At this time, control is performed using the third fine moving table 22 in the Z-axis direction and the fine moving table 16 in the X-axis and Y-axis directions.

i. Based on this display, after manually adjusting the crosshair cursor to the right end of the LD chip 14, the position P of the microscope 21b is
₂ is read into the control computer 19.

j. The second fine moving table 16 is moved toward the optical fiber 11 by (P ₁ −P ₂ −α) mm.

k. The second fine moving table 16 is automatically three-dimensionally controlled so that the LD chip 14 emits light and the maximum light is incident on the optical fiber 11.

l. Fix the LD package 15 and the optical fiber together.

[Effects of the Invention] As described above, according to the present invention, a projection image magnified by a microscope is captured by a video camera, the output of the video camera is displayed on a video display, and the optical fiber is viewed while viewing the display. Since the crosshair cursor is aligned with the tip and the light emitting source, the cursor can be easily adjusted with high accuracy by enlarging the display surface of the video display. After that, the precise position information P ₁ and P ₂ are obtained by the control computer 19, and based on the information, the control computer performs alignment between the tip of the optical fiber and the light emitting source. There is no danger of collision with. In addition, the work of controlling the fine movement table while directly looking at the microscope is released, and the positioning of the tip of the optical fiber and the light emitting source can be relatively easily performed in a short time.

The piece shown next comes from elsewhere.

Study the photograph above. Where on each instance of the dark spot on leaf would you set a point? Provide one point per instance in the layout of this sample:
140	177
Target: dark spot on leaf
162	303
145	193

[Brief description of the drawings]

FIG. 1 is a block diagram showing an example of an optical fiber aligner according to the present invention.

Claims (1)

(57) [Claims] 1. An optical fiber aligner for relatively moving light from a light emitting source to the optical fiber so that the light from the light emitting source is efficiently incident on the optical fiber. Microscope means each having an object to be observed near the source, video camera means for taking an image of the object to be observed enlarged and projected on the microscope means, and a video display for displaying an image taken by the video camera means A first fine moving table that allows the optical fiber to move freely; a second fine moving table that allows the light emitting source to move freely; and a second fine moving table that allows the microscope means to move freely in the arrangement direction of the optical fiber and the light emitting source. (3) fine movement table, means for interlocking the crosshair cursor displayed on the video display with the microscope means, and means for moving the microscope means in response to operation of the input means Means for obtaining the position information of the tip of the optical fiber and the position information of the light emitting source by placing the cross hair cursor at the position of the tip of the optical fiber and the position of the light emitting source on the video display; Calculating means for calculating a value obtained by subtracting an interval to be taken between the tip of the optical fiber and the light emitting source from the interval between the tip of the optical fiber and the light emitting source, based on the position information, and An optical fiber alignment machine comprising: a control computer including: an automatic moving unit that relatively moves a tip position and a position of the light emitting source to automatically set the interval to the interval α to be set.